• Décalage, pas horaire mais générationnel...Je me dis que je ne suis vraiment plus dans le coup... A moins que le problème ne vienne pas de moi. On finit par ne plus savoir. Ce matin, en cours, je passe dans les rangs. Les élèves devaient imaginer des questions pour lesquelles ils avaient les réponses du genre "non merci", "pas du tout"... Je ne vais pas systématiquement lire ce qu'ils écrivent à chaque exercice donc, je me dis que les phrases que j'ai lues n'étaient pas de la provoc à deux balles  mais bel et bien la préoccupation unique (et limite obsessionnelle) d'une gamine de 11 ans.
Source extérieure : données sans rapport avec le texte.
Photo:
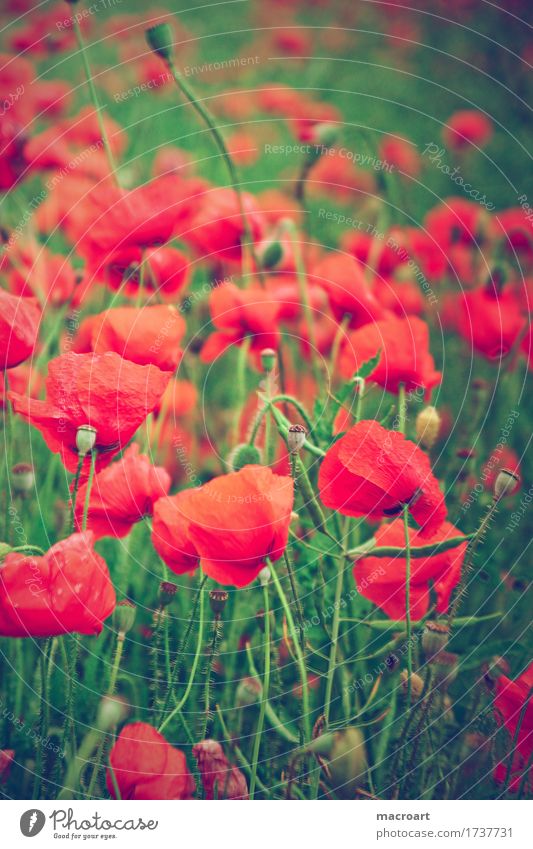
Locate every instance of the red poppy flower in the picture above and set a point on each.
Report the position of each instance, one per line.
(240, 313)
(374, 472)
(382, 579)
(349, 293)
(405, 356)
(490, 321)
(217, 227)
(67, 590)
(401, 154)
(122, 494)
(142, 335)
(231, 524)
(465, 128)
(220, 779)
(147, 767)
(102, 390)
(509, 704)
(19, 328)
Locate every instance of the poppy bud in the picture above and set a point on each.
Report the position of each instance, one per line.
(111, 711)
(346, 759)
(4, 550)
(264, 576)
(506, 483)
(159, 39)
(248, 692)
(22, 477)
(85, 439)
(434, 638)
(296, 438)
(428, 424)
(268, 359)
(271, 255)
(446, 668)
(6, 759)
(217, 600)
(167, 591)
(243, 455)
(417, 684)
(124, 616)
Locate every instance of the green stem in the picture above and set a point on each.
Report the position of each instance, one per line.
(94, 97)
(264, 695)
(408, 601)
(299, 655)
(180, 705)
(89, 487)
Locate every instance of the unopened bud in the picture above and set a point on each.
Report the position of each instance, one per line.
(417, 684)
(434, 638)
(22, 477)
(111, 711)
(296, 438)
(428, 424)
(271, 255)
(85, 439)
(124, 616)
(167, 591)
(160, 40)
(264, 576)
(506, 483)
(217, 600)
(268, 359)
(243, 455)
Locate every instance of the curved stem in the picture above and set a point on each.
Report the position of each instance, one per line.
(264, 695)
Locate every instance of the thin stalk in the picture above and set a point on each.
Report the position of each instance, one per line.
(264, 694)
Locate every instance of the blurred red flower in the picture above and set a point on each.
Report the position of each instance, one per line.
(122, 494)
(374, 472)
(240, 313)
(67, 590)
(231, 524)
(382, 579)
(405, 355)
(103, 390)
(220, 779)
(147, 767)
(19, 328)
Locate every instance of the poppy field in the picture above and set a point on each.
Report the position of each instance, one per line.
(265, 350)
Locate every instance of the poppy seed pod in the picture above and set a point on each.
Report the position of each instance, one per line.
(506, 483)
(434, 638)
(428, 424)
(217, 600)
(124, 616)
(159, 39)
(22, 477)
(167, 591)
(296, 438)
(243, 455)
(268, 359)
(85, 439)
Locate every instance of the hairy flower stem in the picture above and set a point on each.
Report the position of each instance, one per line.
(110, 691)
(332, 664)
(306, 718)
(264, 695)
(94, 98)
(89, 487)
(205, 114)
(180, 705)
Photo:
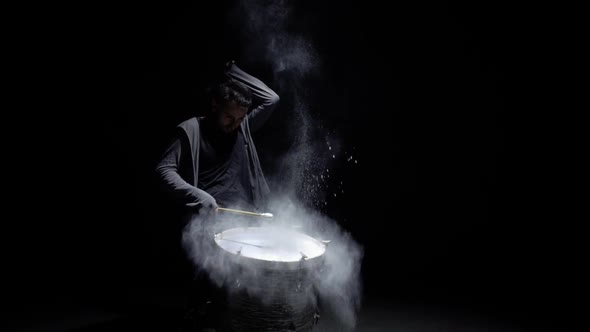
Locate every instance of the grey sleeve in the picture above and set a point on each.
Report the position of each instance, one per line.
(168, 177)
(266, 98)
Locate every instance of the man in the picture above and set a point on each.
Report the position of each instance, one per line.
(212, 162)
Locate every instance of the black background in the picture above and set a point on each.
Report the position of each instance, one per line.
(449, 199)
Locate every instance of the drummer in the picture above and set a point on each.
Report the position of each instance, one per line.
(212, 162)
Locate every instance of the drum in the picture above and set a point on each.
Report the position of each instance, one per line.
(274, 273)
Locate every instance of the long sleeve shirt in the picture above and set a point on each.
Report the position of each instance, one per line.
(179, 168)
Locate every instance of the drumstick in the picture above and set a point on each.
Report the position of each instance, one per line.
(254, 214)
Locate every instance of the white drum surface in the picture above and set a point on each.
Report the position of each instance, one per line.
(276, 244)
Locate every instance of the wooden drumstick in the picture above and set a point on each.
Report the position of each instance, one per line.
(248, 213)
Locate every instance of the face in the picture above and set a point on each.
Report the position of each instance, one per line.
(229, 116)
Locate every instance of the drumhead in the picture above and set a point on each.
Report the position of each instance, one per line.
(274, 244)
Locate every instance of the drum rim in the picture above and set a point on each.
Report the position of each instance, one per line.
(271, 263)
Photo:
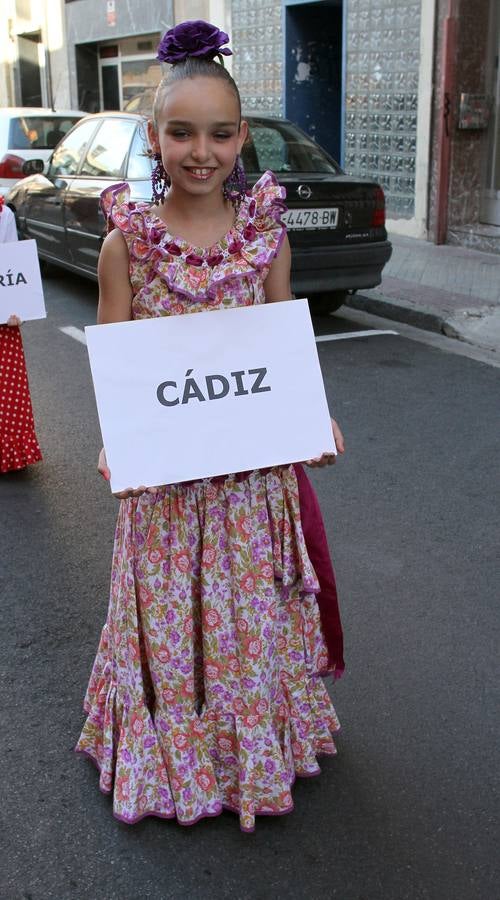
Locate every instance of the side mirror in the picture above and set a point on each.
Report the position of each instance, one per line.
(33, 167)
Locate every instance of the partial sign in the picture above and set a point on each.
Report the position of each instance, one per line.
(21, 291)
(193, 396)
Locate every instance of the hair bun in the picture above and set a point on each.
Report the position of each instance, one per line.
(193, 38)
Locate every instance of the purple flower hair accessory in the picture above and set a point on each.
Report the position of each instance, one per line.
(193, 38)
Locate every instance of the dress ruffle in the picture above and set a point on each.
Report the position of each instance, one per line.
(187, 737)
(18, 441)
(198, 273)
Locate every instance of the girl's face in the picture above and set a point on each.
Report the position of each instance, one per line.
(199, 134)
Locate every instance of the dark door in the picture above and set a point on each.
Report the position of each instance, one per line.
(29, 69)
(313, 70)
(103, 165)
(45, 206)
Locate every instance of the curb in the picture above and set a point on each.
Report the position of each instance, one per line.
(398, 311)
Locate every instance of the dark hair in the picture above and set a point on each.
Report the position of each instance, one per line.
(193, 67)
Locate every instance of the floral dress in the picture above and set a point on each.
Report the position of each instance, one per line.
(206, 691)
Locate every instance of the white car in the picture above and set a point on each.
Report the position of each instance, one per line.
(29, 133)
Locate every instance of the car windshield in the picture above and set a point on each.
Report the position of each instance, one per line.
(38, 132)
(282, 147)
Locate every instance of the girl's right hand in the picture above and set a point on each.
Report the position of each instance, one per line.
(102, 468)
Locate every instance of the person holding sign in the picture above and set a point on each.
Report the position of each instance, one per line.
(205, 693)
(18, 442)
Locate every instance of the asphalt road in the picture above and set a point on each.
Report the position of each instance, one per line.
(409, 808)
Ses questions étaient :

    - Veux-tu sortir avec ce mec ?

    - Es-tu jalouse de ton ex ?

    - As-tu déjà embrassé ton mec ?

    - Dans combien de temps vois-tu ton mec ?

    - As-tu plusieurs mecs en même temps ?
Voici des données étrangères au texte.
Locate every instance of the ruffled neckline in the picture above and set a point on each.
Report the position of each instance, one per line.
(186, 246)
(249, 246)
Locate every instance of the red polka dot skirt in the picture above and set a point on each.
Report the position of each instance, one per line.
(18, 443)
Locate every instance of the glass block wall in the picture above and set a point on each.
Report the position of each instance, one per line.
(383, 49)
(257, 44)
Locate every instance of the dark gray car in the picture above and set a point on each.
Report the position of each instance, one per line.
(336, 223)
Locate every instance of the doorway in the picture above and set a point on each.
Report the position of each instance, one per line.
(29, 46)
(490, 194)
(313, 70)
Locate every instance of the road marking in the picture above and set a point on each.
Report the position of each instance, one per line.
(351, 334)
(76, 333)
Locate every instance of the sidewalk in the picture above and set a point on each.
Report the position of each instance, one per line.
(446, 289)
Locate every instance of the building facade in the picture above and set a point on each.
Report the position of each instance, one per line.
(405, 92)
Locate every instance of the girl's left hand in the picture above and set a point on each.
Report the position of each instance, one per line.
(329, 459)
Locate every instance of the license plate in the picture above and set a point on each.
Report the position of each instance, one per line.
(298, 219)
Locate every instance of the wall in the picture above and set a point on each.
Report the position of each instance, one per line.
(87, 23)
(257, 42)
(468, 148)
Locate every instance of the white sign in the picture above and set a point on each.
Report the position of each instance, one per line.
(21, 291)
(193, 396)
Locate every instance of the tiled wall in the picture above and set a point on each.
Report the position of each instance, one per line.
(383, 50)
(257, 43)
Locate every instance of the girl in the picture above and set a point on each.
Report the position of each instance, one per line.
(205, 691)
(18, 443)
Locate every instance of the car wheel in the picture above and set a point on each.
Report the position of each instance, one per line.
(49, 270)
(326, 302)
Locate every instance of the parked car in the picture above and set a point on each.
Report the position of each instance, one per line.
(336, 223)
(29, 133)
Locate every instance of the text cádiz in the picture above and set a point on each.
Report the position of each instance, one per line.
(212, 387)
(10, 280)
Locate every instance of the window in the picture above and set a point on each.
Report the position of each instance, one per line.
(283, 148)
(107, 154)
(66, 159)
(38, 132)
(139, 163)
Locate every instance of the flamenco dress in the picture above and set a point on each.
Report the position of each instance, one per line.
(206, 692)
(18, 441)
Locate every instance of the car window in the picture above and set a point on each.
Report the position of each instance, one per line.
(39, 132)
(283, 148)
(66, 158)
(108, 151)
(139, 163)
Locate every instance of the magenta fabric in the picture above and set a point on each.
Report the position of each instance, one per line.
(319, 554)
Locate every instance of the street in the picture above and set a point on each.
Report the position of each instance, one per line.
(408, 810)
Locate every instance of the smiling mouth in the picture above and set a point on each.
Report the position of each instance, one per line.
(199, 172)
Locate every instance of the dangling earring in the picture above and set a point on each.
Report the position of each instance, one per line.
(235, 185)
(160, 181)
    11 ans... C'est une élève qui est au fond, seule sur sa table et qui ne participe jamais donc, son objectif n'était pas non plus de faire réagir la galerie. Non, vraiment, j'ai eu l'impression que pour elle c'était naturel. 
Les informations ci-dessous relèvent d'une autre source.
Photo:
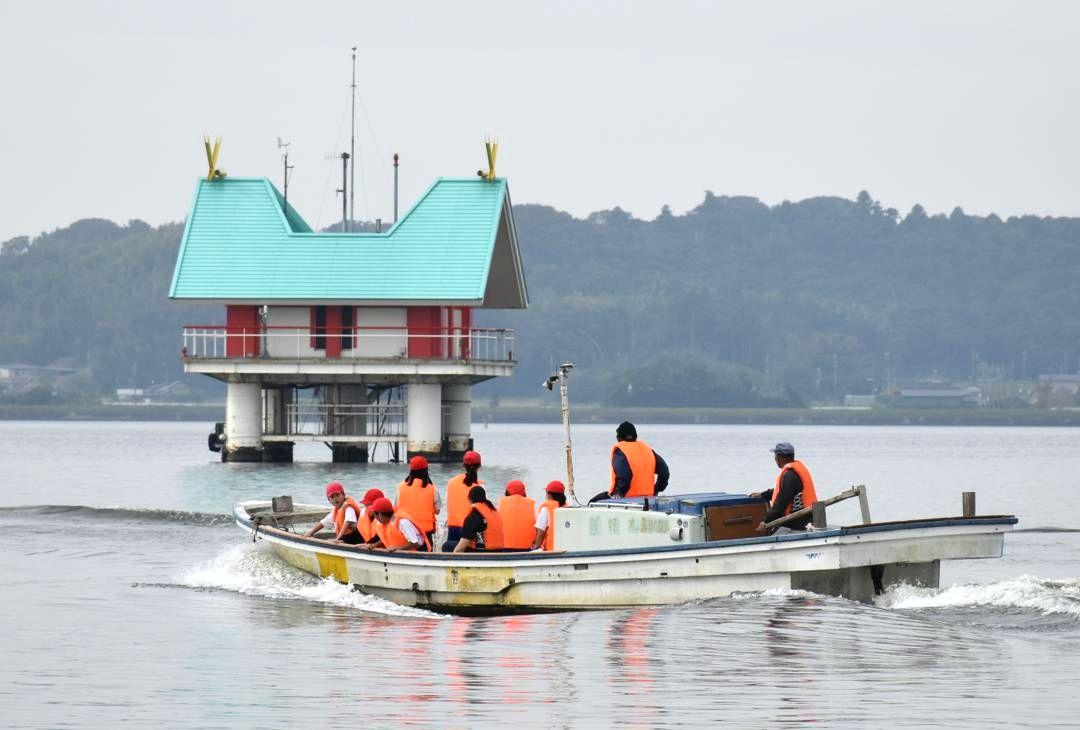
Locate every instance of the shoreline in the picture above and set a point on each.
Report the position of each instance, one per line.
(595, 414)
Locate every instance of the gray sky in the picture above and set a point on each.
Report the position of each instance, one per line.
(595, 105)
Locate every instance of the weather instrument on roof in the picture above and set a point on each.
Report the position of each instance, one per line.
(212, 154)
(491, 149)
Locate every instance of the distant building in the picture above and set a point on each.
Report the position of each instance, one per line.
(1057, 390)
(937, 397)
(19, 377)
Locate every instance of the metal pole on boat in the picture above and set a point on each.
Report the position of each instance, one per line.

    Je sais que je ne suis pas un modèle en la matière mais, quand même, à mon époque, à 11 ans, les filles jouaient encore à la poupée... et moi avec mes playmobils... Je me sens encore plus vieille que d'habitude... et triste aussi parce que cette génération n'aura finalement pas eu d'enfance. Pas ce que j'appelle une vraie enfance, en tout cas. Non, vraiment, c'est triste... 

    Heureusement, certains garçons (et presque seulement des garçons) ont écrit des trucs du genre "Veux-tu des bonbons ?", "Regardes-tu le film avec ta maman ?"...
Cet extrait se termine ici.